The NeedsAuth state is particularly clever. When a server returns 401, Claude Code doesn't just fail -- it transitions to needs-auth and provides a special McpAuthTool that lets the user trigger re-authentication without restarting the session.

Why this matters: In production, MCP connections fail in different ways. A server that needs OAuth re-auth shouldn't retry the same way as one with a network error. The five-state design lets each failure mode get targeted recovery.
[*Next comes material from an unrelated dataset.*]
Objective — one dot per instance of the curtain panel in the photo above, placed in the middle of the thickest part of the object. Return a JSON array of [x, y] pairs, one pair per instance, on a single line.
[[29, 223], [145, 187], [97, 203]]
2. Seven Transport Mechanisms

MCP is transport-agnostic by spec. Claude Code implements all seven:

Local:

  • stdio -- Standard I/O pipes (most common, zero config)
  • sdk -- In-process with zero serialization overhead (Agent SDK mode)

Remote:

  • sse -- Server-Sent Events + HTTP POST
  • http -- Streamable HTTP (MCP spec recommended)
  • ws -- WebSocket (full-duplex)

IDE-Specific:

  • sse-ide -- IDE extension variant (Windows compat)
  • ws-ide -- IDE extension variant

The sdk transport is interesting -- when running inside the Claude Agent SDK, MCP tools call directly into the process with no serialization. This is why Claude Code feels faster in SDK mode for MCP-heavy workflows.


3. The Template Override Pattern (Instead of Inheritance)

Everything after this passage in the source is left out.